Remember when graphics cards looked like this?

This was my first computer, just a keyboard and a cassette tape deck that hooked up to your television.
ATARI 800XL

And this was my second computer.
IBM 286

Both were before WINDOWS. I started messing with computers in the early 80’s before I was even 10 (1983 so I was about 8 or 9).

Me had this.

zx81_1

Courtesy of Sir Clive Sinclair. A.D. 1981

My first computer was a Intel 486DX-33 / 4MB RAM / Trident 8900C. That display card could only handle up to 800 x 600 with 256 colors, viewing photos back then really sucked. And it was so slow every time I moved a window in Windows 3.1, I had to wait for it to be repainted.

Sometime later a revolutionary technology arrived (for PC anyway) : 16-bit colors! That Cirrus Logic card could show 65000 colors. Along with JPEG, now photos looked MUCH better.

A little while later, VL-Bus and “Windows accelerator” arrived. Now with the Tseng Lab ET4000 W32, windows were painted almost instantly.

This is a major reason why AMD Ryzen has been taking a lot of mindshare away from Intel (at least outside of the gaming community). The chips are still vulnerable to some spectre attacks, but some of them actually require the hacker to be at the computer being hacked (so you’re more or less safe as long as you keep your doors locked).

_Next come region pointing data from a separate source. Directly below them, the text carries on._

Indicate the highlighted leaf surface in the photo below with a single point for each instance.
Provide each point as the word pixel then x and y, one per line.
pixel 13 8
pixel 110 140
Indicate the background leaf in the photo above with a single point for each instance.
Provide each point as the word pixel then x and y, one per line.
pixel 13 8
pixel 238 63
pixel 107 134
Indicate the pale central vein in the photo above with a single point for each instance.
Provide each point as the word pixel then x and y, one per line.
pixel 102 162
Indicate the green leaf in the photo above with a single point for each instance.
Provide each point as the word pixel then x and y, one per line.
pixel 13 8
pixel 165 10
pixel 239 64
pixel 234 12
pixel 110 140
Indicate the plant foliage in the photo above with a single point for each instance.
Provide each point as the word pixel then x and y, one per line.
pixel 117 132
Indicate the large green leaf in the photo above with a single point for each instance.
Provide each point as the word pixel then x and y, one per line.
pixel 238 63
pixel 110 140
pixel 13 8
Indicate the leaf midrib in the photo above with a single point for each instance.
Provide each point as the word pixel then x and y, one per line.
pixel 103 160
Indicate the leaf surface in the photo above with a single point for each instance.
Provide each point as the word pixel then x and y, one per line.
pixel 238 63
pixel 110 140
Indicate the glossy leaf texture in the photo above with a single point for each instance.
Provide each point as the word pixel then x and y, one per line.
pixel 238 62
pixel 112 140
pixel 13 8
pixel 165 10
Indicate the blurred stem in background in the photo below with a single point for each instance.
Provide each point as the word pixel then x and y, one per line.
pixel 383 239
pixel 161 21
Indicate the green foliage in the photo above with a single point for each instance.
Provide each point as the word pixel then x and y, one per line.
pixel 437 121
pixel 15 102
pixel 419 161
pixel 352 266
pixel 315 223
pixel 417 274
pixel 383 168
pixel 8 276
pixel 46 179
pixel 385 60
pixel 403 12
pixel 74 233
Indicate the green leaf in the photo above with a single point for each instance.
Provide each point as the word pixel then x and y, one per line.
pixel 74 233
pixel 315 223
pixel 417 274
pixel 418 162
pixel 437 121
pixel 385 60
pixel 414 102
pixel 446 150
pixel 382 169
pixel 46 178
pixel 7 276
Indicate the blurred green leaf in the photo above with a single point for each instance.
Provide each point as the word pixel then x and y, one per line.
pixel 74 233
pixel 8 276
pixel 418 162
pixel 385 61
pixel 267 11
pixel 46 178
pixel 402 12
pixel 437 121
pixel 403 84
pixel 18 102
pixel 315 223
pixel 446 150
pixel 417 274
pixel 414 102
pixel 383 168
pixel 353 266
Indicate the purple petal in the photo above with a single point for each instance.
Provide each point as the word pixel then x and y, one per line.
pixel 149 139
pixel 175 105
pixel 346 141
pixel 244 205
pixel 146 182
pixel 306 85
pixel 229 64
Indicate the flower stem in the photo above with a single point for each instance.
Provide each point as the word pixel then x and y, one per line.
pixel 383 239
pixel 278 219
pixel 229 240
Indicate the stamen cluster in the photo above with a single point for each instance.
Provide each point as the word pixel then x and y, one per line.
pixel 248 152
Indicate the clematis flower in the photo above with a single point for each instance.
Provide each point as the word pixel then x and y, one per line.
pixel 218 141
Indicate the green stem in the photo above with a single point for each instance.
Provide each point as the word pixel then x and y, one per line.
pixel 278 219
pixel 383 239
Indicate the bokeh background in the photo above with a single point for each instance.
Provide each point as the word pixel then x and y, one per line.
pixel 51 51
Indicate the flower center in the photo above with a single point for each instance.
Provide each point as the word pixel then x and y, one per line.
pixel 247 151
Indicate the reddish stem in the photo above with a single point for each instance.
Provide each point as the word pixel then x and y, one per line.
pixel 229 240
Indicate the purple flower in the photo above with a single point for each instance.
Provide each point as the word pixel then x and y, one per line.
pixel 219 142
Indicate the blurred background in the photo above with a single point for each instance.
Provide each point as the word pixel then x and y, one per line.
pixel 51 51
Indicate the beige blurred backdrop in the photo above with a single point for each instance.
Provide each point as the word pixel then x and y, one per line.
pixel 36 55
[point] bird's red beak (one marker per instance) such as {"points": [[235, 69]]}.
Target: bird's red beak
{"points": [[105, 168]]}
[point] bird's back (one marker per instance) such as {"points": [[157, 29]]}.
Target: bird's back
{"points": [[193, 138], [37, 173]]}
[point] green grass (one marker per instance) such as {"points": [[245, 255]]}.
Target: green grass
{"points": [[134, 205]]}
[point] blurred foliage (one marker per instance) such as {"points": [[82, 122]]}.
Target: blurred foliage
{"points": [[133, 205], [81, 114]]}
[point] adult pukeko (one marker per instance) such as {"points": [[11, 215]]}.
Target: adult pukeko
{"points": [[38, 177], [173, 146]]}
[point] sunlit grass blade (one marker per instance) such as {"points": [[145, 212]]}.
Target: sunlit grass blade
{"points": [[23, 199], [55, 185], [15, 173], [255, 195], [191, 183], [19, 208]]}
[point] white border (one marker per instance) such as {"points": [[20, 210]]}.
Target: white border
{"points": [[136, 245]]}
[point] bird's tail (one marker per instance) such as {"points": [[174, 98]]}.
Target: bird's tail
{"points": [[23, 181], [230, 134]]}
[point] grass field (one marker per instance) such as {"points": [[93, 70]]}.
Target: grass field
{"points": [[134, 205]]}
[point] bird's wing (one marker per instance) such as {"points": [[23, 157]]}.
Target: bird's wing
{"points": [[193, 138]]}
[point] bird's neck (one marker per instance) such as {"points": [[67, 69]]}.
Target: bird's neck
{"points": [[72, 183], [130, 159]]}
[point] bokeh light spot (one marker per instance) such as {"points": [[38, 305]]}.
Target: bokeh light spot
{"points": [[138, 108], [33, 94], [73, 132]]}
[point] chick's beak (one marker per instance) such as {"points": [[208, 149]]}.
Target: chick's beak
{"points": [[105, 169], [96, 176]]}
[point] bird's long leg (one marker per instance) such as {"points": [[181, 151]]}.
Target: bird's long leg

I’ll take that and raise you a:

image

BR
JN

:grimacing::grimacing::grimacing::grimacing::grimacing:

with 4K integer-only Sinclair BASIC

Ah, those one-key touch commands words…

and ‘advanced’ version with modified keyboard…

which can be used for anything but typing ))

My first GPU was the voodoo5 5500, essentially 2 voodoo4 cards mashed together.

It was the top of the line, and also the end of the line for 3dfx. Seeing the dynamic lighting in x-wing vs tie fighter blew my mind. It also ran homeworld really nice.

My favorite part of the Glide drivers was the hot-togglable antialiasing. You could just press F5 and seamlessly switch AA on and off. It was great to be able to see the difference so easily, really helped to market that new fancy feature.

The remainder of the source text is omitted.